Die bevorstehende schwarze-rötliche Koalitionsregierung hat viele Pläne für die nächste gesetzgebungsperiode insbesondere was das gesundheitswesen angeht. Mit dem Ziel, die kosten zu reduzieren, möchten sowohl die union als auch die spd einen einfluss auf den zugriff auf spezialärzte nehmen: ab sofort werden patientinnen und patienten bei ihrem nächsten termin beim specialist eine überweisung des hausarztes vorlegen müssen.
++ Auch interessant: Schwarz-Rot: Auf einmal ein neuartiger Name für die Koalitionsregierung im Gespräch ++
Schwarz-Rot plant Primärarztsystem
Die CDU, CSU und SPD planen das Einführung eines so genannten Primärarztesystems. Dieses System wird voraussichtlich nicht nur den Gesundheitskosten zugutekommen, sondern auch zur effizienteren Betreuung von Patienten beitragen. Gemäß Schätzungen ihrer Koalitionspartner könnte dies im Zeitraum bis zum Jahre 2028 etwa zwei Milliarden Euro sparen lassen. Zu beachten ist jedoch, dass diese Regelungen für Fachrichtungen wie Ophthalmologie sowie Gynäkologie keine Gültigkeit besitzen.

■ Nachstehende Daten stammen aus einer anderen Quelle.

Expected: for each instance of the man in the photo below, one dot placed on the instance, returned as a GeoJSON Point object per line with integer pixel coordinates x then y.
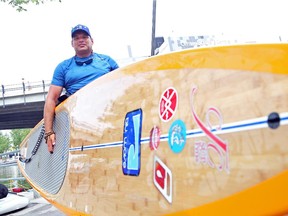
{"type": "Point", "coordinates": [73, 74]}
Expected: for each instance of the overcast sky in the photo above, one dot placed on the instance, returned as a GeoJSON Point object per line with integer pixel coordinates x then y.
{"type": "Point", "coordinates": [34, 42]}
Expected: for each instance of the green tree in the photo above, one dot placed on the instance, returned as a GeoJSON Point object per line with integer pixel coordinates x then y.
{"type": "Point", "coordinates": [18, 4]}
{"type": "Point", "coordinates": [4, 142]}
{"type": "Point", "coordinates": [17, 136]}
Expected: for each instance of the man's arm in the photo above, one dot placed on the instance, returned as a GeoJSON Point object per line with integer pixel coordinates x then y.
{"type": "Point", "coordinates": [49, 112]}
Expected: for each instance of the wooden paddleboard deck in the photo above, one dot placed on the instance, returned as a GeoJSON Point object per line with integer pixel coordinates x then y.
{"type": "Point", "coordinates": [200, 131]}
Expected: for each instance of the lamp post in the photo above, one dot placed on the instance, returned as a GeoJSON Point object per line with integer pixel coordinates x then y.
{"type": "Point", "coordinates": [153, 41]}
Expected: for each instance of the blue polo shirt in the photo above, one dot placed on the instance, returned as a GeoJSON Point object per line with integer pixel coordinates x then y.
{"type": "Point", "coordinates": [72, 76]}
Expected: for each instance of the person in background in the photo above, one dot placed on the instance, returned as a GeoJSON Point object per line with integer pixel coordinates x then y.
{"type": "Point", "coordinates": [72, 74]}
{"type": "Point", "coordinates": [3, 191]}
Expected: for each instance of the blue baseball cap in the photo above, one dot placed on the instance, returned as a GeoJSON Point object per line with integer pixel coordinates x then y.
{"type": "Point", "coordinates": [80, 28]}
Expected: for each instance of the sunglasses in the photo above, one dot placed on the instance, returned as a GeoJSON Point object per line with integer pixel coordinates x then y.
{"type": "Point", "coordinates": [89, 61]}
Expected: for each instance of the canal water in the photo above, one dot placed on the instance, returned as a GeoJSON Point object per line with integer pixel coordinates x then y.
{"type": "Point", "coordinates": [12, 172]}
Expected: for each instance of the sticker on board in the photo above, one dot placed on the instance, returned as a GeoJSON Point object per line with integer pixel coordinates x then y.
{"type": "Point", "coordinates": [162, 178]}
{"type": "Point", "coordinates": [177, 136]}
{"type": "Point", "coordinates": [131, 149]}
{"type": "Point", "coordinates": [168, 104]}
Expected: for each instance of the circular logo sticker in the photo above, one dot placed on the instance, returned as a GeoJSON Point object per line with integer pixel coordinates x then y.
{"type": "Point", "coordinates": [177, 136]}
{"type": "Point", "coordinates": [154, 138]}
{"type": "Point", "coordinates": [168, 104]}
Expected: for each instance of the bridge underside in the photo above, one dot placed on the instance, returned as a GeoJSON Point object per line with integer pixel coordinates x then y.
{"type": "Point", "coordinates": [20, 116]}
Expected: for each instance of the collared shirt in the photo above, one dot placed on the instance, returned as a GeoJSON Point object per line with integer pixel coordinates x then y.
{"type": "Point", "coordinates": [73, 77]}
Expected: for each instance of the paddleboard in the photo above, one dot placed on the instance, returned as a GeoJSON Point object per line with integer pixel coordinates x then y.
{"type": "Point", "coordinates": [200, 131]}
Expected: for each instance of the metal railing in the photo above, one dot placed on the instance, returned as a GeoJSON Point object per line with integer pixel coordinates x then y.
{"type": "Point", "coordinates": [24, 89]}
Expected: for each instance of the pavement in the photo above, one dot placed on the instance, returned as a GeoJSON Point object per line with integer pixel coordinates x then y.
{"type": "Point", "coordinates": [37, 206]}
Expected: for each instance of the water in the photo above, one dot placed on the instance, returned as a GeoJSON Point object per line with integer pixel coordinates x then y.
{"type": "Point", "coordinates": [12, 172]}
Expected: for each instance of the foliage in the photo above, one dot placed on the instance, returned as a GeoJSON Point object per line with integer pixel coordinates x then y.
{"type": "Point", "coordinates": [18, 4]}
{"type": "Point", "coordinates": [4, 142]}
{"type": "Point", "coordinates": [17, 136]}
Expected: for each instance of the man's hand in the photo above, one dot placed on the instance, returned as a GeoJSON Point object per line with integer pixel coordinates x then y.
{"type": "Point", "coordinates": [50, 141]}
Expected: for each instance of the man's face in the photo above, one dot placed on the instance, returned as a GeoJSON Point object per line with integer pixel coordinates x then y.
{"type": "Point", "coordinates": [82, 43]}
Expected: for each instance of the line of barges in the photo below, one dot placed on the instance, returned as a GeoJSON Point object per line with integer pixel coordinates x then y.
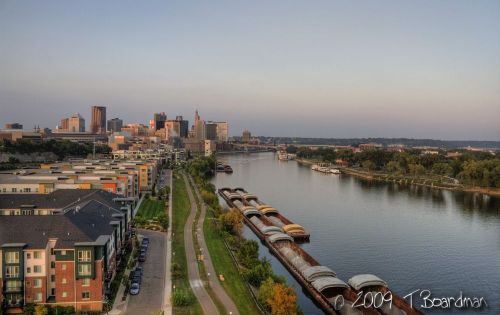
{"type": "Point", "coordinates": [332, 294]}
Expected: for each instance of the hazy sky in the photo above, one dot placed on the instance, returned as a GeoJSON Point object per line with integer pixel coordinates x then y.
{"type": "Point", "coordinates": [298, 68]}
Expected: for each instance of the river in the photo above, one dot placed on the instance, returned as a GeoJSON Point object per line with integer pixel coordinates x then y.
{"type": "Point", "coordinates": [412, 237]}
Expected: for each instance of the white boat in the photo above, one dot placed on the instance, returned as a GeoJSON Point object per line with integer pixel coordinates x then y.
{"type": "Point", "coordinates": [283, 156]}
{"type": "Point", "coordinates": [335, 171]}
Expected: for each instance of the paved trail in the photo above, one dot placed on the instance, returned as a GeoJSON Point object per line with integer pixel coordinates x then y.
{"type": "Point", "coordinates": [195, 281]}
{"type": "Point", "coordinates": [212, 278]}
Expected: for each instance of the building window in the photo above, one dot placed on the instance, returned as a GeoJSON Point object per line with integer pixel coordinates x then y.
{"type": "Point", "coordinates": [85, 295]}
{"type": "Point", "coordinates": [84, 255]}
{"type": "Point", "coordinates": [38, 297]}
{"type": "Point", "coordinates": [11, 271]}
{"type": "Point", "coordinates": [84, 270]}
{"type": "Point", "coordinates": [12, 257]}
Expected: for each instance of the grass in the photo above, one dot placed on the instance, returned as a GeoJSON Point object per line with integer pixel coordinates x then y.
{"type": "Point", "coordinates": [181, 209]}
{"type": "Point", "coordinates": [151, 208]}
{"type": "Point", "coordinates": [233, 283]}
{"type": "Point", "coordinates": [201, 265]}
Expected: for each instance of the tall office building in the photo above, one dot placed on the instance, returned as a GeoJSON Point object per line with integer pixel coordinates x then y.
{"type": "Point", "coordinates": [199, 127]}
{"type": "Point", "coordinates": [246, 136]}
{"type": "Point", "coordinates": [76, 123]}
{"type": "Point", "coordinates": [64, 124]}
{"type": "Point", "coordinates": [183, 126]}
{"type": "Point", "coordinates": [13, 126]}
{"type": "Point", "coordinates": [172, 128]}
{"type": "Point", "coordinates": [115, 125]}
{"type": "Point", "coordinates": [210, 131]}
{"type": "Point", "coordinates": [98, 122]}
{"type": "Point", "coordinates": [159, 120]}
{"type": "Point", "coordinates": [222, 131]}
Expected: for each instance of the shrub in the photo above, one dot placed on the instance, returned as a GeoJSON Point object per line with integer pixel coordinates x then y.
{"type": "Point", "coordinates": [182, 297]}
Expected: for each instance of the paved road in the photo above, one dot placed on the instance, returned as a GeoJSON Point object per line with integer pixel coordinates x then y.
{"type": "Point", "coordinates": [195, 281]}
{"type": "Point", "coordinates": [212, 277]}
{"type": "Point", "coordinates": [149, 300]}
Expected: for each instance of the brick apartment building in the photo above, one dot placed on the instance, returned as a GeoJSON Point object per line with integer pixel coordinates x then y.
{"type": "Point", "coordinates": [67, 258]}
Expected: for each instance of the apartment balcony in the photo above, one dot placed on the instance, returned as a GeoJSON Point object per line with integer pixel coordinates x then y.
{"type": "Point", "coordinates": [13, 289]}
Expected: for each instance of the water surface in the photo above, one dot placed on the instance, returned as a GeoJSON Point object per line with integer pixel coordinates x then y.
{"type": "Point", "coordinates": [412, 237]}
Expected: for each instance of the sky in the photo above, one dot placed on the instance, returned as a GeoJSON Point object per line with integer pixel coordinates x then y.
{"type": "Point", "coordinates": [417, 69]}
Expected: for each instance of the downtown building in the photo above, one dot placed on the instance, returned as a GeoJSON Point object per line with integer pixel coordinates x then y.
{"type": "Point", "coordinates": [98, 121]}
{"type": "Point", "coordinates": [62, 249]}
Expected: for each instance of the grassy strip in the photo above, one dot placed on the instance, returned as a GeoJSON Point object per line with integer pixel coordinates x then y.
{"type": "Point", "coordinates": [201, 265]}
{"type": "Point", "coordinates": [151, 208]}
{"type": "Point", "coordinates": [181, 209]}
{"type": "Point", "coordinates": [234, 283]}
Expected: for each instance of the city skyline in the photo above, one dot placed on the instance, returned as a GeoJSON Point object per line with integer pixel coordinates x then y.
{"type": "Point", "coordinates": [387, 69]}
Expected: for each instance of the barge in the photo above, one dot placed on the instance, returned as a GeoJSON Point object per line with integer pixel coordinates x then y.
{"type": "Point", "coordinates": [270, 213]}
{"type": "Point", "coordinates": [332, 294]}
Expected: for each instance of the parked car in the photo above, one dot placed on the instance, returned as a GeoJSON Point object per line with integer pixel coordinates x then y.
{"type": "Point", "coordinates": [134, 289]}
{"type": "Point", "coordinates": [137, 278]}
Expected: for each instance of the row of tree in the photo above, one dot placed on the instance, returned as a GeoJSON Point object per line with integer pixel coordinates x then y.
{"type": "Point", "coordinates": [62, 148]}
{"type": "Point", "coordinates": [273, 293]}
{"type": "Point", "coordinates": [471, 168]}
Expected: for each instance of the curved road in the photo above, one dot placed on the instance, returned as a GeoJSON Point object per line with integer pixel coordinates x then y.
{"type": "Point", "coordinates": [212, 275]}
{"type": "Point", "coordinates": [195, 281]}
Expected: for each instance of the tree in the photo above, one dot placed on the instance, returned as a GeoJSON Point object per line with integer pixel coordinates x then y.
{"type": "Point", "coordinates": [393, 167]}
{"type": "Point", "coordinates": [369, 165]}
{"type": "Point", "coordinates": [416, 169]}
{"type": "Point", "coordinates": [443, 169]}
{"type": "Point", "coordinates": [283, 300]}
{"type": "Point", "coordinates": [41, 310]}
{"type": "Point", "coordinates": [265, 292]}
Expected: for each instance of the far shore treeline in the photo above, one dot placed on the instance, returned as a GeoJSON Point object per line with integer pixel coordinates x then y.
{"type": "Point", "coordinates": [469, 168]}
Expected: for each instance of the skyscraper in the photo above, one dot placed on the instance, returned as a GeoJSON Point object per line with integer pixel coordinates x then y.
{"type": "Point", "coordinates": [222, 131]}
{"type": "Point", "coordinates": [184, 126]}
{"type": "Point", "coordinates": [199, 127]}
{"type": "Point", "coordinates": [115, 125]}
{"type": "Point", "coordinates": [98, 122]}
{"type": "Point", "coordinates": [210, 131]}
{"type": "Point", "coordinates": [246, 136]}
{"type": "Point", "coordinates": [76, 123]}
{"type": "Point", "coordinates": [159, 120]}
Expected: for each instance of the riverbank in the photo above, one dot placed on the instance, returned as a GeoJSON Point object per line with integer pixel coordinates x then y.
{"type": "Point", "coordinates": [423, 181]}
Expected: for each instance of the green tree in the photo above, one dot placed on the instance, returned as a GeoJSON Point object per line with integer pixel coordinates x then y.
{"type": "Point", "coordinates": [441, 168]}
{"type": "Point", "coordinates": [416, 169]}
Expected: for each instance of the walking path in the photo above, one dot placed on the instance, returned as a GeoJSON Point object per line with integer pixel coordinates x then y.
{"type": "Point", "coordinates": [167, 301]}
{"type": "Point", "coordinates": [195, 281]}
{"type": "Point", "coordinates": [212, 275]}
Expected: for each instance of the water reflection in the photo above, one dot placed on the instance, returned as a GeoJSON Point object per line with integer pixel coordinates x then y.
{"type": "Point", "coordinates": [411, 236]}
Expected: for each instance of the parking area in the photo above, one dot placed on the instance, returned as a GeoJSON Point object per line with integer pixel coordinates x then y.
{"type": "Point", "coordinates": [150, 298]}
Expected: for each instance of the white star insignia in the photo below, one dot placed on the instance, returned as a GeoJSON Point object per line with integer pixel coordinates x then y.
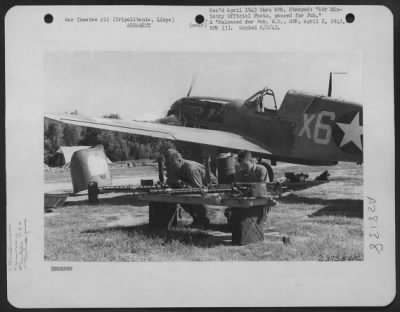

Die Vizepräsidentin des Deutschen Bundesausschusses der Allgemeinmedizinerinnen und Allgemeinmediziner, Prof. Dr. Nicola Buhlinger-GöpfARTH, befürwortet die Pläne der rot-schwarzen Koalition. Sie betont: "Es steht uns bevor, künftig mit sinkenden Mitteln zunehmend älter werdende Patientenpopulationen zu versorgen. Um dies bewältigen zu können, muss unser Gesundheitssystem stärker strukturiert werden." In einem Gespräch mit unserem Team fügte sie hinzu: "Ein primäre Versorgungsmodell, ähnlich dem in zahlreichen anderen europäischen Staaten bereits üblich, stellt den einzigen sinnvollen Ansatz dar. Dieses Modell bietet nicht nur verbesserte Leistungen sondern reduziert gleichzeitig die Vergeudung von Ressourcen."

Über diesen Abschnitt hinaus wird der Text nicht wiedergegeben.